かずき: あ、それは正直言うと、日本にいるときは強かったんですけど、海外に出てきてしばらくしたら逆に無くなってきちゃいました(笑)

日本にいたときは確かにわりと強かったんですよ。「日本人のアイデンティティを持ちつつこういうことしたい!」とか「日本人ならではのエッセンスを活かして何かを作りたい」とか。でも、海外で実際に仕事をして、例えばWebサービスを作るケースでも、その中で「日本人らしいかどうか」ってそんな重要じゃないって感じたんですよ。あと、アメリカで感じたのは「自分の国を良くしよう」っていうより「世界を良くしよう」っていうモチベーションですごいことやってる人の方が多くて、そっちの方が素直に共感できたんですよね。

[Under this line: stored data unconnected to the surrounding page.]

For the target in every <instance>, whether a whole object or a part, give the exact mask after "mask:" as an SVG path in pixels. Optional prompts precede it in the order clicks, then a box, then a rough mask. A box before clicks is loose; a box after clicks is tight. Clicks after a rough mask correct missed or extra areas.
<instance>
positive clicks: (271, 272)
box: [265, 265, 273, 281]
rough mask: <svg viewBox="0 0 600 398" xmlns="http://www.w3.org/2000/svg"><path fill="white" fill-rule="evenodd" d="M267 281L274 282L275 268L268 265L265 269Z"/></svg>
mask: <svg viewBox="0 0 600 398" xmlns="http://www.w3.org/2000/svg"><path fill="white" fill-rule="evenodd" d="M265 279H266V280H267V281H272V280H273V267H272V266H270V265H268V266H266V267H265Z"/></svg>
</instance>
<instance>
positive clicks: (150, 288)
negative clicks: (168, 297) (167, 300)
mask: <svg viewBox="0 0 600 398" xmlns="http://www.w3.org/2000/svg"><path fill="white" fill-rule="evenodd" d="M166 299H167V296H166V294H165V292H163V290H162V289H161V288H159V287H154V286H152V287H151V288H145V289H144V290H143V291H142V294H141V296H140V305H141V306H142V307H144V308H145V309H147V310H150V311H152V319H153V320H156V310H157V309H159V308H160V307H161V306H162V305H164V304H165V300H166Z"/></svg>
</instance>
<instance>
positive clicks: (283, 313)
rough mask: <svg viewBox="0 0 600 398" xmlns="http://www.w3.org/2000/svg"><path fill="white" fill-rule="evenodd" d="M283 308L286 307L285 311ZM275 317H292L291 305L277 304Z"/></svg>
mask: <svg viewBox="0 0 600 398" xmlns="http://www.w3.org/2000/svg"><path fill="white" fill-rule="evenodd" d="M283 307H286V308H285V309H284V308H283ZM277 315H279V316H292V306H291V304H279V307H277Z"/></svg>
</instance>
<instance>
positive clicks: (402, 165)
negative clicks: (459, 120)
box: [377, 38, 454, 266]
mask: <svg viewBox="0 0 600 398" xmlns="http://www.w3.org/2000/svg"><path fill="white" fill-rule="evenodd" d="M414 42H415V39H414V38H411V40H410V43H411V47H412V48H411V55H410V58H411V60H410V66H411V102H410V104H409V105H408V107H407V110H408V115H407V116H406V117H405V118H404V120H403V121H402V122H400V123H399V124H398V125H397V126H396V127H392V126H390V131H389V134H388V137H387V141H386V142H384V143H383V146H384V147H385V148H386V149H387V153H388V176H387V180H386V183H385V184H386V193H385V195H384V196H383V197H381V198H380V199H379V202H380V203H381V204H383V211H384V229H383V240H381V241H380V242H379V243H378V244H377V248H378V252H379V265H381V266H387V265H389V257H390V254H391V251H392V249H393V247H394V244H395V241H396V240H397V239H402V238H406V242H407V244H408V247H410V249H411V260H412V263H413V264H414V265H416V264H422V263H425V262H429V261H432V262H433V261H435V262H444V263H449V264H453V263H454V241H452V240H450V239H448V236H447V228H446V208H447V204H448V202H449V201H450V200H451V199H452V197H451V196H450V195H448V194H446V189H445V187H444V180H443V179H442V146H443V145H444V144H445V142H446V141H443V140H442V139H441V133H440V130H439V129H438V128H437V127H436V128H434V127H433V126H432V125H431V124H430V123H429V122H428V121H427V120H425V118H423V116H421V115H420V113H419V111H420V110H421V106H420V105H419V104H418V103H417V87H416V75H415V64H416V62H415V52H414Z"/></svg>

アメリカだけじゃなくて、それ以前からの留学とかも含めていろんな国を見れた経験の結果としてそういう意識に変わった感じかもしれません。たとえば、ベルリンとか特にそうなんですけど、いろんな国の人が集まってひとつのチームを作って、そこで力を合わせてプロジェクトを進める時に、チームにおいて“僕が日本人であること”って良い意味であんまり重要じゃないんですよ。

ゲンキ: ああ、まったくその通りですよね。そういう場面で「お前は日本人だから…」とかって誰も言わなくて、「かずきは○○が得意だからコレやってね」って、個人として見られますもんね。

かずき: そうなんですよ。そういう経験しているうちに、国籍とか国境って溶けちゃうな…って思って。ホント結局のところ個人です。それを実感してます。

たとえば中国とかのケースだと、国費で留学した中国人の留学生の大部分が本国に帰ってこないらしいんですよ。でも、僕は最近それでも良いんじゃないかってちょっと思ってて。さっき話した通りトビタテの場合は元手は税金じゃないですけど、それでも「国のお金で留学したら、日本に帰って日本に貢献するべき」っていう気持ちが前は強かったんだけど、最近はそれが全てじゃないのかも…って意識が変わってきた部分もあります。

ゲンキ: それも超賛成です。僕個人の意見としては、「税金使って留学したら帰国して国内で貢献しろ」っていう考えは非常に視野が狭くて、むしろマクロ的に見たらそのままどんどん海外に拠点を作って海外で活躍できる日本人が増える方が長期的な意味で自国への経済的文化的な貢献になるはずなんです。外貨とかも入ってきやすくなるし、その方が国際社会においても日本が「一目置かれる国」になるはずですしね。

そういう意味では「戻って貢献」とか全然考える必要無くて、どんどん外に出てって活躍して欲しいですね。で、そういう時に日の丸背負ってプレッシャー感じる必要もなくて、個人としてのびのびやるべきだと思うんです。それでいろんな人と関わる中で他の国の人に「かずきってスゴいな!」とか「おもしろいな!」って思ってもらえて、最後に「ああ、お前は日本人なのか」ってなる方が、結果的に「日本ってスゴい国かも…」ってなりますしね。

かずき: 「留学」っていう言葉も“行って帰ってくることが前提”っていうニュアンスが強くて違和感あるな…って思うことも最近あって。海外で学んでそのまま就職とか起業とかできたら、それはそれで良いはずなので。もちろん戻ることが良くないって言いたいんじゃなくて、人によっては現地で次のステップに行く方がより成長できるケースもあると思うので、そういう選択肢も同じくらいの比重で選びやすい方が良いかも、とは思います。

僕自身は「トビタテ!留学JAPAN」は、そういう部分も受け入れてくれる懐の深さがあるプログラムだと思ってます!